From our founding, the Congregation of Holy Cross has been committed to Catholic Education as an essential part of the Church’s mission of spreading the Good News and establishing God’s Kingdom in this world. To mark Catholic Schools Week this year, we have a series of posts highlighting the work of Holy Cross in this important mission field. We begin with one of the great educators in the faith in Holy Cross today, Fr. Timothy Scully, C.S.C., the director of Notre Dame’s pioneering Institute for Educational Initiatives. He lays out for us the challenge, but also the hope of Catholic Education today … as well as a little preview of what Holy Cross is doing to help bring about that hope.
One of the central charisms of Holy Cross is to be “men with hope to bring.” Nowhere has this been more true in my own life as a Holy Cross priest than in Holy Cross’ commitment to Catholic education, which we celebrate during this Catholic Schools Week.
In this work, we in Holy Cross – indeed, Catholic educators everywhere – follow in the footsteps of superheroic men and women, who dedicated their lives to establishing the system of Catholic schools that has given so much hope to our nation. The American Catholic school system, developed by immigrant communities – including Holy Cross priests, brothers, and sisters throughout the country – was a vision of hope. Like the students we serve today, yesterday’s immigrants were generally poor and marginalized. Yet somehow, this visionary and courageous generation built and sustained the world’s largest and most remarkable system of private schools, surrounding their children – their greatest treasures – with an experience of community, faith, a drive for excellence, and a safe haven where they could pursue their dreams.
In Holy Cross, we recognize the value of this providential legacy. But we also recognize that our goal isn’t just to keep the legacy alive – we’re not interested in life support or, worse, hospice! Instead, we need to bring this vision of hope boldly into the 21st century. And we need courageous witnesses to continue to take up the challenge – men like the Holy Cross pastors, priests, seminarians, and lay collaborators that you will hear from on this blog throughout Catholic Schools Week.
The central educational problem our Catholic Schools face today is captured by a dynamic that can best be summarized in three statements of fact. First: poor kids are in deep trouble. Second: there is an intervention that works. And finally: this intervention is not reaching the kids that need it.

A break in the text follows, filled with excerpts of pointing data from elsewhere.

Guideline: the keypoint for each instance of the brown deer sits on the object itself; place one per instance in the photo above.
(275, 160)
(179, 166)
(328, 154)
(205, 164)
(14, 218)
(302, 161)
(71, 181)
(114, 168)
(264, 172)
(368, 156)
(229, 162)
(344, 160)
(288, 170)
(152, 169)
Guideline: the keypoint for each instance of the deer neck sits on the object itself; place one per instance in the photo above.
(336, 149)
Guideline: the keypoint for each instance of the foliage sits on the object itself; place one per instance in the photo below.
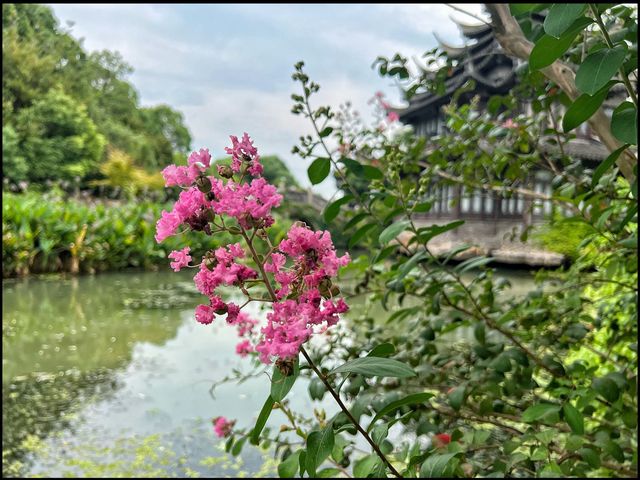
(61, 105)
(562, 236)
(542, 384)
(120, 173)
(48, 233)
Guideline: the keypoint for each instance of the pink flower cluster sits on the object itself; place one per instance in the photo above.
(250, 203)
(181, 257)
(309, 279)
(222, 426)
(191, 208)
(291, 324)
(305, 298)
(243, 150)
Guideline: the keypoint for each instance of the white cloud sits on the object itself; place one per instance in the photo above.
(228, 67)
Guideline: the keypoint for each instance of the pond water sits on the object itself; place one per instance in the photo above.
(110, 375)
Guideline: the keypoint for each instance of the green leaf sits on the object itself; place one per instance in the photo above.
(456, 397)
(598, 68)
(607, 388)
(613, 449)
(379, 433)
(435, 465)
(427, 233)
(337, 453)
(584, 107)
(328, 473)
(561, 16)
(326, 132)
(319, 170)
(392, 231)
(361, 232)
(407, 266)
(624, 123)
(237, 447)
(262, 420)
(574, 418)
(372, 173)
(548, 49)
(606, 165)
(413, 399)
(536, 412)
(352, 165)
(376, 366)
(355, 220)
(319, 446)
(382, 350)
(540, 453)
(365, 465)
(289, 467)
(332, 210)
(280, 385)
(590, 456)
(518, 9)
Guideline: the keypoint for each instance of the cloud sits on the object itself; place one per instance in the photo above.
(228, 67)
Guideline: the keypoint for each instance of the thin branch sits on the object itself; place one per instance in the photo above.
(510, 37)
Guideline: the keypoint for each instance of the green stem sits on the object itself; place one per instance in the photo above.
(607, 39)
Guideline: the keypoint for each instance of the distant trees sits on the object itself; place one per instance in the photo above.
(64, 108)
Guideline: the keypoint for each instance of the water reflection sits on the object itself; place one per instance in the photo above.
(102, 373)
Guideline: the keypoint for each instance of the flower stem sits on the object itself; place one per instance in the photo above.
(343, 407)
(313, 366)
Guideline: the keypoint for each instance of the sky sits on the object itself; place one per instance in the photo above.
(227, 67)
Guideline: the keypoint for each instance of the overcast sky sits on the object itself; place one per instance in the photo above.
(228, 68)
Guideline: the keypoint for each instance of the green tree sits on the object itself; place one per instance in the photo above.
(57, 139)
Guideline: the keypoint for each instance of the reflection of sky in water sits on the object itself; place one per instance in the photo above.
(161, 381)
(160, 364)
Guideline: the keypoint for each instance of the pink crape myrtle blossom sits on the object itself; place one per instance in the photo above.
(222, 269)
(191, 208)
(298, 272)
(243, 150)
(222, 426)
(244, 348)
(250, 203)
(181, 257)
(205, 314)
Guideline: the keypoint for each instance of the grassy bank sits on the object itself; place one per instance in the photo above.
(43, 233)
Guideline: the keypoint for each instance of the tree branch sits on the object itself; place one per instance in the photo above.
(510, 37)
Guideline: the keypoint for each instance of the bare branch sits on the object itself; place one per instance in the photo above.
(512, 40)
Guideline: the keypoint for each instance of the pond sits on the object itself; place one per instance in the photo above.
(110, 375)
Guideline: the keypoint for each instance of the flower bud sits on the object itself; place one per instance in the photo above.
(210, 260)
(286, 366)
(225, 171)
(203, 183)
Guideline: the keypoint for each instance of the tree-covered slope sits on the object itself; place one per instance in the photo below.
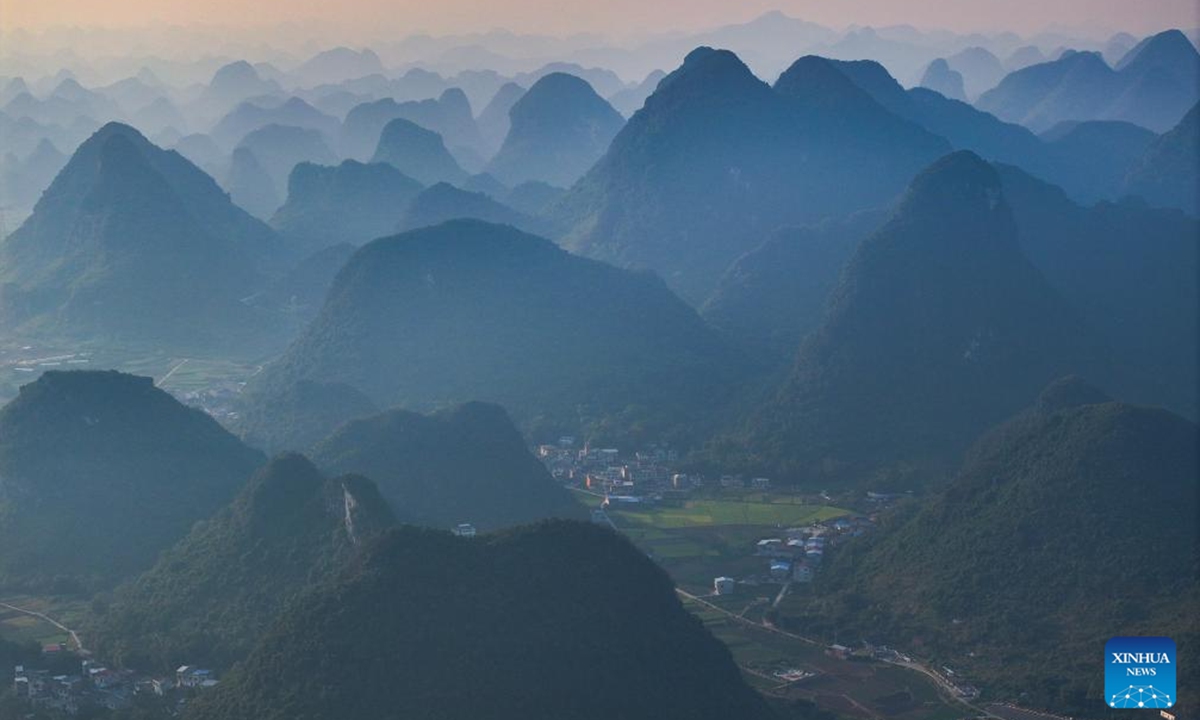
(473, 311)
(100, 472)
(939, 328)
(211, 594)
(552, 621)
(135, 244)
(1074, 522)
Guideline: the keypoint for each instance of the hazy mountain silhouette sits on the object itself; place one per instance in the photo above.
(775, 294)
(1085, 165)
(280, 148)
(558, 130)
(979, 67)
(249, 118)
(211, 595)
(351, 203)
(483, 311)
(462, 465)
(493, 119)
(621, 609)
(1132, 273)
(449, 115)
(717, 159)
(940, 78)
(1155, 85)
(630, 100)
(102, 471)
(251, 187)
(939, 328)
(1098, 154)
(418, 153)
(443, 202)
(1167, 173)
(1006, 558)
(132, 243)
(339, 64)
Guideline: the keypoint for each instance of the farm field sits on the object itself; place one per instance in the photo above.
(868, 690)
(19, 628)
(699, 539)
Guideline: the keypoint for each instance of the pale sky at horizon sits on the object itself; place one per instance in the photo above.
(610, 17)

First: Poor kids are in deep trouble. The most disturbing problem we face today is the gap in achievement between poor and minority children and everyone else. The stats on achievement reveal a grave injustice, which we see clearly in the circumstances of our nation’s most recently arrived—and largest—immigrant group, Latino families. While many call it an achievement gap, it’s really an opportunity gap. Many of these kids are assigned to schools that doom them to lives of poverty.
The data are well known to us:
• Black and Latino 12th graders read at the same level as White 8th graders.
• Only 52 percent of Latino children and 51 percent of Black children graduate high school in four years, compared to 72 percent of White children.
• Only 16 percent of Hispanic children and 20 percent of Black children are considered college-ready –meaning they have a high school degree, have taken the bare minimum courses required for college, and meet basic literacy standards on national tests.
But we believe there’s an intervention that works to close the achievement gap.
Catholic Schools Work
Decades of research tell us that no system of schools – charter, private, or public – has demonstrated such proven effectiveness for the children most vulnerable to unsatisfactory schooling as Catholic schools. There is no other educational intervention with a track record like ours. We know that children who attend our schools are 42% more likely to graduate from high school, and 250% more likely to graduate from college.
We know that the achievement gap among Black and Hispanic 12th graders is typically reduced or even closed when these students attend Catholic schools. We know that Catholic school graduates are likely to earn higher wages than their public school peers, more likely to vote, more civically engaged, and more committed to service when they are adults. But …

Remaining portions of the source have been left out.